そもそももっと遡るのではないか。弥生時代や縄文時代にすでに人が暮らしていたとしても驚くに当たらない。
神明の前身があったとして、それがどんな神を祀る社だったのかは分からない。
最初にこの地にやってきたのはどんな人たちだったのだろう。
中世に近藤氏がいたということは、それ以前に関係者がいたということだろう。上にも書いたように、近藤氏は尾張氏本家に近い筋の人たちと聞いている。
傍示本城は加藤家が治めていたという話もあって、加藤といえば熱田の加藤家を思い浮かべる。
この加藤家は織田家とも近しい関係で、尾張における人質時代の竹千代(後の徳川家康)を預かっていたのが加藤図書助だった。
信長が桶狭間へ向かうとき、熱田社に戦勝祈願の酒を届けたのも加藤家だ。
懸仏にあるように近藤義行が藤原義行を名乗っていたとしたら、藤原と姻戚関係にあったということだろう。
熱田の藤原といえば、熱田社大宮司家を尾張氏から引き継いだのが藤原南家の藤原季範で、この季範の娘が源頼朝の母なので、源氏ともつながる。
熱田とのつながりを示すことがもう一つある。それは昭和時代の春日社の宮司が野々山正彦氏だったことだ。
日進や東郷町のほとんどの神社の宮司を加藤家が独占していたのに、傍示本と部田の春日社だけは野々山正彦氏で、この人は熱田の宮司で、景清社なども兼務していた。
現在はどうなっているのか分からないのだけど、傍示本や部田は古くから熱田との関係があったのだろうと思う。
以上のことからして、東郷町のエリアはもともと尾張氏が開拓した土地と考えられる。
姻戚関係が複雑に入り交じっているものの、尾張氏色が強いように思う。
言い方を変えれば、三河色は弱いということだ。
ただ、東郷(統合)だったり、和合だったり、諸輪だったり、豊明だったり、尾張と三河の合体を思わせる地名が多いことからすると、どこかで三河も入り込んできているのだろう。

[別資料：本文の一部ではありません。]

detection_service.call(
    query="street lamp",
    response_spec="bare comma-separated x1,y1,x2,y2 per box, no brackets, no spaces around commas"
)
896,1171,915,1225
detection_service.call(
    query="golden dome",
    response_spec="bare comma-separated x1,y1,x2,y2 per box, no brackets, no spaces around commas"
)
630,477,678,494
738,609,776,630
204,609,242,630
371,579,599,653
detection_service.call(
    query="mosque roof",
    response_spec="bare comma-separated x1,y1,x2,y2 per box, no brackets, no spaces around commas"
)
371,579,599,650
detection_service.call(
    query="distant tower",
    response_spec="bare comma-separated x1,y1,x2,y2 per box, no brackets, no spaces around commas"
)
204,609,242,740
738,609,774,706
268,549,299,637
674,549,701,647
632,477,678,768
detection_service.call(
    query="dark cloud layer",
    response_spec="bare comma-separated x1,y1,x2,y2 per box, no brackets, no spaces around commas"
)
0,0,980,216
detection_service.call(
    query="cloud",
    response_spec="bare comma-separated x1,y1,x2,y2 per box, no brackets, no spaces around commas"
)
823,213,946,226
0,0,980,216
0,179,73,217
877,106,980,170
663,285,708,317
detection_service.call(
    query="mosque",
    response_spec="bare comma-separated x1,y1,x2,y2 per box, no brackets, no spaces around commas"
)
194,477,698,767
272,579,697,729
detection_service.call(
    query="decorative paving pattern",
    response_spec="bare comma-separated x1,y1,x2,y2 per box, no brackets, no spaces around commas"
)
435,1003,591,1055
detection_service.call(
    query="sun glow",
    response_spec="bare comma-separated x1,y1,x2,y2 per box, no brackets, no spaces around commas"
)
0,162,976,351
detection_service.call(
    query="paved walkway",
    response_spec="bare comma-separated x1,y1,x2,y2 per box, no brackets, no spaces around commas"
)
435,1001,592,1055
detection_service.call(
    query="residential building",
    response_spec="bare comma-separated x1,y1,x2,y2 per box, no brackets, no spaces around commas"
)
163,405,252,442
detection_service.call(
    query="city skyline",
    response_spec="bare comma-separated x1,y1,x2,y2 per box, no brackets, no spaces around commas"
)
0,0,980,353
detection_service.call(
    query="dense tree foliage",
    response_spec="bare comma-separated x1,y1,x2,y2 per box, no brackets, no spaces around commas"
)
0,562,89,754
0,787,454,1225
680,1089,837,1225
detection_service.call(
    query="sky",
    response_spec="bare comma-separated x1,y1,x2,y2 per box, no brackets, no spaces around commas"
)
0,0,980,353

最後にもう一つ、疑問を呈しておくと、どうして春日社だったのか、ということだ。
東郷町に現存する8社のうち3社が春日社なので、春日社の存在感が大きくなっている。
春日神といえば、鹿島であり、大和という印象が強いのだけど、もともとは尾張の二宮が発祥と聞いている。
現在の春日井市はかつては春日部などといっていた。
そのあたりとのつながりが見えると、また何か違うことが分かるかもしれない。